Brain images show nerves ‘crisscrossing’ in neat but complex patterns: Study

By Dr. Ananya Mandal, MDApr 1 2012

New images of the brain reveal a deceptively simple pattern of organization in the wiring of this complex organ. Instead of nerve fibers travelling randomly through the brain like spaghetti, as some imaging has suggested, the new portraits reveal two-dimensional sheets of parallel fibers ‘crisscrossing’ other sheets at right angles in a grid-like structure that folds and contorts with the convolutions of the brain. This same pattern appeared in the brains of humans, rhesus monkeys, owl monkeys, marmosets and galagos, researchers report Thursday in the journal Science.

“The upshot is the fibers of the brain form a 3-D grid and are organized in this exceptionally simple way,” study leader Van Wedeen, a neuroscientist at Harvard Medical School and Massachusetts General Hospital, told LiveScience. “This motif of crossing in three axes is the basic motif of brain tissue.”

Using a technique he developed called diffusion spectrum magnetic resonance imaging (MRI), Wedeen traced the movement of water molecules along the intersections of brain fibers (the cellular projections that form the brain's communication network), tracking the orientation of each fiber at each crossing. “What emerged was astonishing,” Wedeen said. “What emerged was that the set of fibers that crossed a given fiber, invariably - and that's a really strong invariably - look like mutually parallel fibers all coming in like the teeth of a comb and crossing it in one direction.” “Basically, the overall structure of the brain ends up resembling Manhattan, where you have a 2-D plan of streets and a third axis, an elevator going in the third dimension,” said Van Wedeen.

The researchers explain that the surface of the brain contains about 40 billion nerve cells, each making about 1,000 connections in a pattern that brain researchers have yet to decipher.
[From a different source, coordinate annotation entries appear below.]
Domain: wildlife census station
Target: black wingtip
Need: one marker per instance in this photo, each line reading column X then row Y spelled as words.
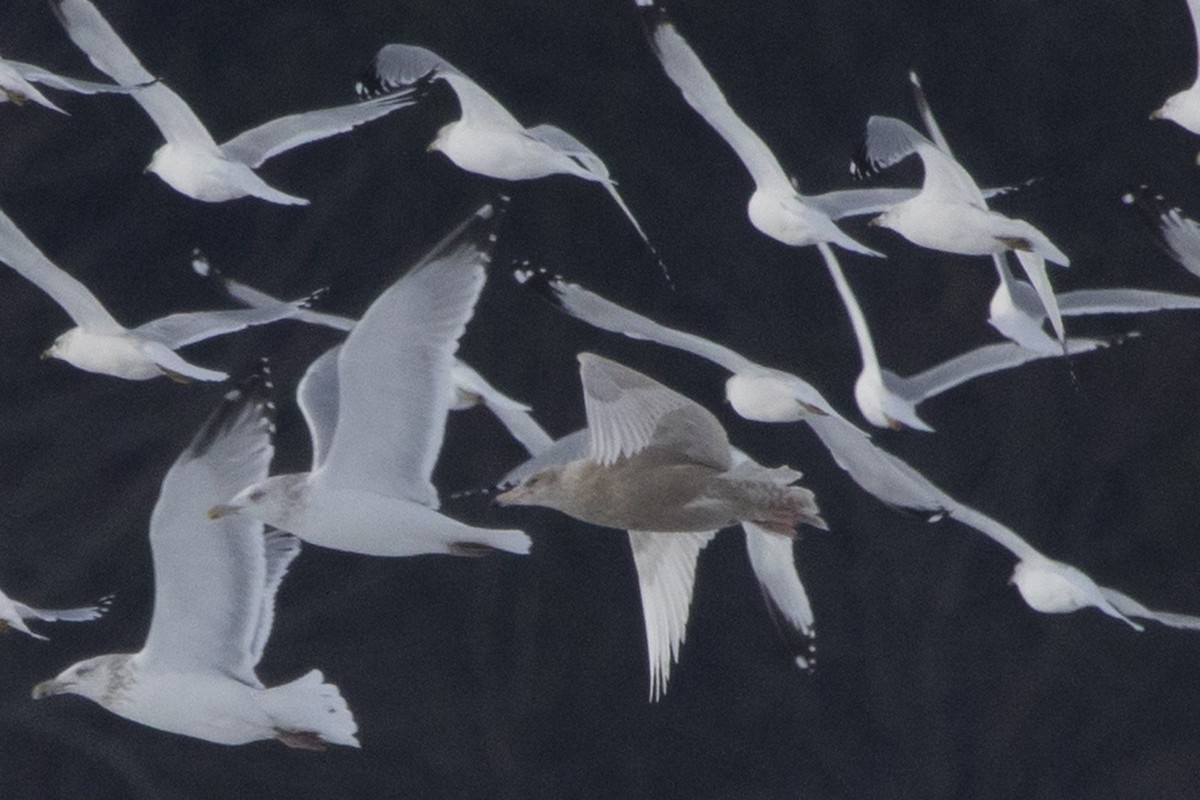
column 538, row 281
column 253, row 397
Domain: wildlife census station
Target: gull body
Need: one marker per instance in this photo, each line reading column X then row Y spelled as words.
column 660, row 467
column 376, row 407
column 101, row 344
column 215, row 584
column 191, row 161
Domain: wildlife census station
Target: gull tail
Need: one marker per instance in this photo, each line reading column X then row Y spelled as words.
column 310, row 714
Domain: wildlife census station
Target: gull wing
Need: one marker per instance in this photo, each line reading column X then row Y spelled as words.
column 774, row 566
column 211, row 576
column 629, row 411
column 23, row 256
column 688, row 72
column 1123, row 301
column 607, row 316
column 513, row 415
column 179, row 330
column 394, row 370
column 891, row 140
column 977, row 362
column 93, row 35
column 317, row 397
column 45, row 77
column 666, row 576
column 406, row 65
column 267, row 140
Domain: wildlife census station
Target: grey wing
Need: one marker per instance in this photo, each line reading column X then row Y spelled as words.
column 629, row 411
column 513, row 415
column 607, row 316
column 211, row 575
column 269, row 139
column 281, row 549
column 570, row 447
column 179, row 330
column 18, row 252
column 774, row 566
column 1123, row 301
column 975, row 364
column 93, row 35
column 45, row 77
column 666, row 576
column 394, row 370
column 317, row 398
column 688, row 72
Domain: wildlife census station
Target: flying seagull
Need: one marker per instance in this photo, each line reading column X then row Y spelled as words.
column 471, row 389
column 17, row 86
column 376, row 407
column 660, row 467
column 99, row 343
column 487, row 139
column 215, row 584
column 13, row 614
column 191, row 161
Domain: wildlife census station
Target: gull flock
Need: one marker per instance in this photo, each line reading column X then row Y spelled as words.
column 649, row 461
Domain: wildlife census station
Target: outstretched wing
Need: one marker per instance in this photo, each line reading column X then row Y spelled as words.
column 666, row 575
column 629, row 411
column 213, row 577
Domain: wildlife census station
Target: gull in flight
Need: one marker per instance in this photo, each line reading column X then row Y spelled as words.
column 1045, row 584
column 660, row 467
column 469, row 388
column 17, row 86
column 376, row 407
column 215, row 584
column 191, row 161
column 13, row 614
column 1183, row 107
column 951, row 214
column 487, row 139
column 99, row 343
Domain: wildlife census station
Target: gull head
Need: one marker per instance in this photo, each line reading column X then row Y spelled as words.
column 274, row 500
column 101, row 679
column 541, row 488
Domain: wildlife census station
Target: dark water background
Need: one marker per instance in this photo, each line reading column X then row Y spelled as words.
column 526, row 677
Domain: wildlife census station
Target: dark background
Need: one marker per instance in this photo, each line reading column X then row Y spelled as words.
column 526, row 677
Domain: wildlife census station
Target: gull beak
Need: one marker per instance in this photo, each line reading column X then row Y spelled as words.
column 219, row 511
column 47, row 689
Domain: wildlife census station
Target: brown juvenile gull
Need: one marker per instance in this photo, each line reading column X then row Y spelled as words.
column 661, row 467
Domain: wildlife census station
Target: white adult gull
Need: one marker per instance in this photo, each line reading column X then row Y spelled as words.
column 487, row 139
column 17, row 86
column 1183, row 107
column 99, row 343
column 471, row 389
column 13, row 614
column 376, row 407
column 191, row 161
column 660, row 467
column 214, row 607
column 951, row 214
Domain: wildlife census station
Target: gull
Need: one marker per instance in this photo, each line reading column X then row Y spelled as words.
column 215, row 584
column 16, row 84
column 13, row 614
column 660, row 467
column 99, row 343
column 469, row 388
column 487, row 139
column 1047, row 584
column 1183, row 107
column 951, row 214
column 191, row 161
column 376, row 407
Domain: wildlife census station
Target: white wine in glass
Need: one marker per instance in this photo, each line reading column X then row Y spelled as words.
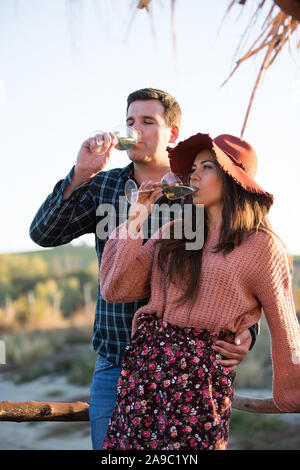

Marsel Mesulam, the director of the Cognitive Neurology and Alzheimer's Disease Center at Northwestern University, who was not involved in the study, called Wedeen's work “very exciting.” “There can be no more fundamental question in philosophy, in psychology,” Mesulam told LiveScience. “The human brain is the single most complex device in the known universe, and it works by nerve cells talking to each other. If we can't figure out how they decide who to talk to and what they tell each other, we just don't understand how the brain functions.”

Animal studies had suggested this pattern might exist, and researchers already knew that the nerve cells in the spinal cord and brain stem were organized in very structured parallels and perpendiculars even in humans. But it's difficult to get high-resolution scans of fiber connectivity in the human cortex, given that humans tend to become uncomfortable if left in an MRI scanner for more than 45 minutes or so, Wedeen said. For that reason, images of human brain connections have tended to look like tangled spaghetti, he said.

Wedeen and his colleagues scanned four types of primate brains from dead animals, enabling them to image the brains for up to 48 hours, as well as brains from living human subjects using a new scanner that can achieve 10 times the resolution of conventional MRI machines. Using special software, the researchers then reconstructed three-dimensional images of the brain-fiber pathways.

“Looking across multiple species, it emerged that the pattern was substantially similar,” Wedeen said. “When you went from primates with small brains to primates with big brains … the rules were the same, but they were being applied more diversely and with more layers in the larger, more complex brains.”

More work should be done to link the imaging methods of Wedeen with traditional neuroanatomy methods to confirm the findings, Mesulam said. Wedeen plans to expand the map of the human brain into more detail. It's also important to understand the relationship between a brain's structure and its function, he said. Understanding the structure of a typical brain would ultimately help scientists comprehend what happens when brain development goes wrong, as in Alzheimer's or mental illness.

Partha Mitra, a neuroscientist at Cold Spring Harbor Laboratory who was not involved in the research, said the effort to find the wiring diagram of the brain is important, but that the general findings of the paper are not surprising. He said he is interested in seeing a more quantitative description of the grid-like structures and validation of the findings using other techniques besides the imaging technology.